Over a decade ago we got involved in the development of the biofuels industry in Europe, when it began to take off in earnest there.

At that time estimated profits from biodiesel production created considerable enthusiasm, which at one point turned euphoric with new production facilities being announced almost on a weekly basis.

What was not to like? Europeans would get to drive their cars using green, very low-carbon, seemingly affordable fuels, saving the environment in the process. And investors would make a ton of money.

However, reality turned out to be rather more complicated than that, much to the chagrin of those investors. Production margins were quite volatile and very difficult to hedge into the future. All that new demand ended up spiking the prices of vegetable oils – the key biodiesel production input – way above those of fossil fuels. Entire domestic production complexes went bust as a result, prompting governments across Europe to eventually implement a range of support measures to make biofuels part of the fuel mix.

Biodiesel became the biofuel of choice in Europe for many reasons. It can be used as a blend component for diesel or replace it completely (typically referred to as B100, or biodiesel 100 percent). Both options were available in many pumps across Germany, the industry's pioneer and largest European market by far at that time. Despite being staunch environmental supporters and relatively wealthy, when the price of a liter of B100 was higher just by one cent German consumers immediately switched to its fossil fuel counterpart.

In other words, when push came to shove the willingness to pay for a "green" premium was not there - even in one of the most environmentally conscious countries in the world. This stunned us at the time.

Making green energy affordable is a real challenge since it faces a number of constraints that drive up its cost especially in relation to fossil fuels, which remain society's lowest common energy denominator (current biofuel production itself depends at various points on fossil fuel availability). This cost disadvantage is particularly evident in a related – and far less elastic – energy sector: renewable power.

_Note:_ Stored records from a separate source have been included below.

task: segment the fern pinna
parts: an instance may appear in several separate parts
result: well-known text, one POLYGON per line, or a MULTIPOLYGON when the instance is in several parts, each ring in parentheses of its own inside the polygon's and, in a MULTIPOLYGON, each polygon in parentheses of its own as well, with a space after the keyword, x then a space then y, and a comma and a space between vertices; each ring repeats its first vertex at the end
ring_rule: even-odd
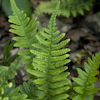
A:
MULTIPOLYGON (((58 15, 62 15, 67 18, 70 17, 70 15, 73 17, 76 17, 77 14, 84 15, 84 10, 89 11, 90 6, 93 5, 93 1, 95 0, 61 0, 61 6, 58 11, 58 15)), ((51 0, 51 2, 46 1, 39 5, 37 11, 51 14, 53 13, 57 2, 58 0, 51 0)))
POLYGON ((86 62, 84 63, 85 71, 77 68, 79 76, 73 78, 73 81, 77 84, 73 87, 77 95, 73 100, 93 100, 93 94, 99 91, 99 89, 94 87, 94 82, 97 81, 95 76, 99 73, 96 71, 99 68, 99 64, 100 52, 96 53, 95 56, 92 55, 92 60, 88 58, 88 64, 86 62))
MULTIPOLYGON (((22 51, 19 51, 18 54, 22 55, 23 63, 31 63, 33 55, 29 49, 31 49, 32 44, 36 42, 35 32, 39 26, 39 22, 35 22, 37 19, 36 17, 30 20, 30 18, 27 17, 23 11, 18 9, 14 0, 10 1, 13 15, 9 16, 9 22, 12 23, 12 29, 9 31, 18 35, 12 38, 13 40, 17 41, 14 46, 26 48, 22 51)), ((30 63, 28 65, 31 66, 30 63)))
POLYGON ((68 67, 63 65, 70 62, 67 59, 69 54, 66 54, 70 49, 62 49, 62 47, 70 39, 61 41, 65 33, 57 36, 59 31, 55 27, 55 20, 59 5, 60 1, 50 18, 49 29, 45 28, 44 31, 36 35, 39 43, 32 44, 36 50, 30 50, 36 57, 32 63, 34 69, 27 69, 27 72, 36 76, 34 82, 38 89, 42 91, 42 94, 39 96, 40 100, 67 100, 69 96, 66 93, 70 89, 70 81, 66 78, 69 72, 64 72, 68 67))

This relates to the production of electricity as opposed to transport, although progress in electric vehicle technology is gradually merging the two (very gradually in fact). Since the turn of this century much of the expansion of this sector across Europe has centered on wind and solar (photovoltaic) energy. This was part of the Old Continent’s efforts to become less dependent on foreign sources and meet its carbon reduction goals.

(Click to enlarge)

2016 Installed Wind + Solar Capacity (W/head)

The graph above shows installed wind and solar capacity across the European Union on a per capita basis at the end of 2016.

Generally speaking, wealthier member states tend to have more installed capacity in these types of renewable power (more on that below). On a per capita basis Denmark is the indisputable wind champion of Europe and Germany has much higher solar than anyone else, including its Southern European counterparts that benefit from much more favorable Sun exposure.

(Click to enlarge)

The graph above shows the substantial growth in renewable power in Germany in recent years. Impressive indeed. What is perhaps less obvious is the impact of all that investment in new energy sources on electricity prices.

(Click to enlarge)

And that is what the graph above investigates, correlating installed wind and solar capacity per capita with household electricity prices.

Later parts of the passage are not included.